Cemburu?

1.3K 155 38
                                    

Pagi ini Anin lebih banyak diam. Sejak pembahasan sore kemarin tak banyak pembicaraan yang mereka lakukan setelahnya. Anin memilih diam seribu bahasa. Kenan sadar, istrinya sedang marah. Dan diam adalah pilihan Anin dari pada menimbulkan masalah baru dengan terlalu banyak bicara. Bahkan, semalam... saat mereka tidur. Anin memilih tidur dengan posisi memunggungi Kenan. Seolah ia memberi jarak pada laki-laki itu untuk tidak mengganggunya.

"A....." Kenan baru saja hendak bicara, Anin langsung melengos ke dapur.

Kenan memilih diam memperhatikan Anin yang sibuk wara-wiri tidak mempedulikannya. Padahal biasanya gadis itu akan duduk bersama menemaninya sarapan.

"Eh...Ning...!" Panggil Kenan, menahan tangan Anin saat istrinya tengah menyajikan sarapan di meja makan.

Anin menatap Kenan datar. Tak ada wajah ceria. Malah matanya terlihat sedikit sembab. Kenan bukannya tidak tahu kalau semalam gadis itu menangis dalam tidurnya. Setidak bahagia itukah Anin?

"Kita sarapan sama-sama." Lanjut Kenan.

Anin nampak menghela napasnya perlahan. Menarik kursi yang ada di seberang Kenan dan duduk tanpa melakukan apapun. Sungguh sebuah keadaan yang sangat canggung.

"Ning..."

Anin mendongak menatap lurus ke arah suaminya.

"Aku mau minta maaf buat yang kemarin. Mungkin perkataanku ada yang nggak berkenan buat kamu. Tapi, aku nggak ada niat untuk buat kamu sedih."

"Bisa nggak, kita nggak usah bahas itu lagi?"

Kenan menggeleng, "Nggak, Ning. Semua harus dibicarakan. Jika suami-istri sedang bermasalah. Ada baiknya kita berbicara satu sama lain. Bukan malah saling diam. Diam nggak akan menyelesaikan masalah. Justru malah semakin memperkeruh keadaan."

Anin kembali terdiam.

"Sebenarnya, aku diam bukan bermaksud untuk memperkeruh semua. Aku cuma nggak mau bicaraku malah membuat keadaan semakin runyam." Ujar Anin.

"Aku juga diam karena aku malu...malu karena sudah bersikap kekanak-kanakan. Perkara cinta itu bukan hal yang mudah.
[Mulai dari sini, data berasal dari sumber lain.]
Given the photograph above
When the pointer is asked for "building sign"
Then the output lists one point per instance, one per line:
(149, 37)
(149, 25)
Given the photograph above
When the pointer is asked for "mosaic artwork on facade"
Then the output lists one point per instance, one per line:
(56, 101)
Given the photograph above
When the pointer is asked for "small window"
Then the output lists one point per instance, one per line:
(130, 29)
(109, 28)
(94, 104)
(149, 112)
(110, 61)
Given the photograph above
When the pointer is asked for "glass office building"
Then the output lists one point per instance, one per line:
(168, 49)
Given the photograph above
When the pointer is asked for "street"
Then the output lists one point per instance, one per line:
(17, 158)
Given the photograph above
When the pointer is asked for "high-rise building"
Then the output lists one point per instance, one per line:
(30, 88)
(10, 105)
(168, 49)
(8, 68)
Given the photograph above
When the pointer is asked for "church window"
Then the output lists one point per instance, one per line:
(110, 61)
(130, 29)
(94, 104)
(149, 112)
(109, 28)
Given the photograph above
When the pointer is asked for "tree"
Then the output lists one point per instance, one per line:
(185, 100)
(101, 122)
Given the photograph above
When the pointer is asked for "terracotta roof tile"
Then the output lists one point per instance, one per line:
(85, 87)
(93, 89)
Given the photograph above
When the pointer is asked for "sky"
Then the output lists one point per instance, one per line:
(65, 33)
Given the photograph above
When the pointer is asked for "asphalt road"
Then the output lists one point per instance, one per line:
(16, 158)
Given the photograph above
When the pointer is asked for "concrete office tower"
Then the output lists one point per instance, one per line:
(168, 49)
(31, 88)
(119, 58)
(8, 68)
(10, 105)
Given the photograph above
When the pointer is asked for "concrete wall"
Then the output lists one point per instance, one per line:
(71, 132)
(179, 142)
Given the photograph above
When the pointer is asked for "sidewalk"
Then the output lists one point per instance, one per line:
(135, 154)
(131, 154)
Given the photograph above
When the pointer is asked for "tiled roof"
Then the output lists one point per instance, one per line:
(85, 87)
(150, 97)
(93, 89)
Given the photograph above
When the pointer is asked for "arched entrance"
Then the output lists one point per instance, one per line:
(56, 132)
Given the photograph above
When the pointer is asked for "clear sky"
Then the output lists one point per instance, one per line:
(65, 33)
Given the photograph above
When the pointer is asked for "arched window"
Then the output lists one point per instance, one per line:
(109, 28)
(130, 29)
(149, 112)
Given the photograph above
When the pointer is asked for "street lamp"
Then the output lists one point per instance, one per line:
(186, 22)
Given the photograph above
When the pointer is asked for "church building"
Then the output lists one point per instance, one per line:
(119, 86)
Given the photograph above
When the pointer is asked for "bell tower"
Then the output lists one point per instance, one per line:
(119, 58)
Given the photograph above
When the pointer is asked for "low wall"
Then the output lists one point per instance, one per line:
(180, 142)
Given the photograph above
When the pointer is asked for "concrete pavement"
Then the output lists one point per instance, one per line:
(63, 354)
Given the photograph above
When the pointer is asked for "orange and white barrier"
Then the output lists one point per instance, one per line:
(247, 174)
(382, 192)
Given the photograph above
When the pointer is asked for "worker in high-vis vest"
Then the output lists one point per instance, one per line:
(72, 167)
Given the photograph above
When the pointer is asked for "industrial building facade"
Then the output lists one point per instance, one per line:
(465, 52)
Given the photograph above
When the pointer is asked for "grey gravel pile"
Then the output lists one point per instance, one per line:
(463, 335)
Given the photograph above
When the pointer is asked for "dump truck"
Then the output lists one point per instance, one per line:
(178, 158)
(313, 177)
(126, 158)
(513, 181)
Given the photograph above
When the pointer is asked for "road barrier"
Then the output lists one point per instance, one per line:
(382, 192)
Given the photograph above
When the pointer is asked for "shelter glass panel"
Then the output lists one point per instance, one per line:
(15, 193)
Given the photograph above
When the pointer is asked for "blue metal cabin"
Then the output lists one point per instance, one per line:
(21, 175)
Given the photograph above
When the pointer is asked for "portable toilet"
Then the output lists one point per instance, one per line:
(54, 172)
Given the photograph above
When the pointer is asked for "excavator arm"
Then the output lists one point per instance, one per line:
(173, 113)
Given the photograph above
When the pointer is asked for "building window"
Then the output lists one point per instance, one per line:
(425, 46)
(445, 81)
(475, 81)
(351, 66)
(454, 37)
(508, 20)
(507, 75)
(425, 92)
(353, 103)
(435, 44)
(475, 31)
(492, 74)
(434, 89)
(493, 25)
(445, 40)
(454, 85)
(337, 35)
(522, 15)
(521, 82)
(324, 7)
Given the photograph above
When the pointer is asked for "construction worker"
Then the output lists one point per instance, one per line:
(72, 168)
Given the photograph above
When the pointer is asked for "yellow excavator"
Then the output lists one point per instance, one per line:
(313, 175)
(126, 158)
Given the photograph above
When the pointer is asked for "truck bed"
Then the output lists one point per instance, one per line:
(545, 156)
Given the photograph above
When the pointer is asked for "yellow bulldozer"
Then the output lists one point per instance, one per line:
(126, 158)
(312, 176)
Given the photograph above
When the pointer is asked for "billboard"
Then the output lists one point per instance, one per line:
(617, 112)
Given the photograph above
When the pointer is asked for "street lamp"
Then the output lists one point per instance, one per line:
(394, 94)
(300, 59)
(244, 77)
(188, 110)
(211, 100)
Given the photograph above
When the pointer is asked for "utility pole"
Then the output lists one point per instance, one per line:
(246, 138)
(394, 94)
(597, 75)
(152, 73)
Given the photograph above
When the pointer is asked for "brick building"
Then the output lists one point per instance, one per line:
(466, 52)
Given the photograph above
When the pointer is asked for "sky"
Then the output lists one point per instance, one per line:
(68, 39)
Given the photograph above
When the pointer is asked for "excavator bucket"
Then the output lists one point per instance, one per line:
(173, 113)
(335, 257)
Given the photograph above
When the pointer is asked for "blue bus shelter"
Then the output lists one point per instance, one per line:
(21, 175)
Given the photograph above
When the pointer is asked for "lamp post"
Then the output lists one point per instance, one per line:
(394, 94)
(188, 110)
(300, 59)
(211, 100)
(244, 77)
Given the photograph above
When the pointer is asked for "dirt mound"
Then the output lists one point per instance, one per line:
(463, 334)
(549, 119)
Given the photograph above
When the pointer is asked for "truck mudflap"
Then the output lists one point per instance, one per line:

Aku nggak bermaksud memaksa Mas Ken untuk cinta sama aku. Itu hak Mas Kenan."

Kenan menghela napasnya. "Aku yang minta maaf, Ning. Kalau sikapku kadang membuat kamu salah paham. Cinta memang nggak semudah itu aku pahami. Aku nggak tahu apakah aku sudah jatuh cinta atau belum? Aku sedang meraba perasaanku sendiri. Yang perlu kamu tahu, aku nyaman bersama kamu, Ning. Perlahan tapi pasti, kamu telah mengisi sedikit ruang kosong di hidupku. Dan aku nggak bisa memungkiri itu."

Kenan menunduk, menatap wafel madu yang belum ia sentuh sama sekali.

"Janji ya, kalau ada apa-apa kita harus saling bicara. Aku nggak pernah bermaksud bikin kamu sedih. Jangan berpikir terlalu banyak. Jangan menangis lagi waktu tidur."

Anin membelalak, bagaimana Kenan bisa tahu, pikirnya.

"Nggak..." kilah Anin sambil cemberut. Ia membuang pandangannya ke arah lain. "Siapa juga yang nangis."

Kenan tersenyum, kalau Anin sudah bertingkah seperti ini, itu artinya perasaan Anin sudah membaik.

"Terus yang semalam narik-narik ingus sambil sesenggukan siapa? Kuntilanak kali yaaa?" canda Kenan sambil mengusap janggutnya.

Anin mendelik, kemudian ekspresi wajahnya berubah merengut.

"Udah, ah...aku nggak mau nemenin Mas Ken sarapan." Anin langsung berdiri, merajuk seperti anak kecil dan berjalan menuju ruang cuci.

Kenan menggelengkan kepalanya sambil tersenyum.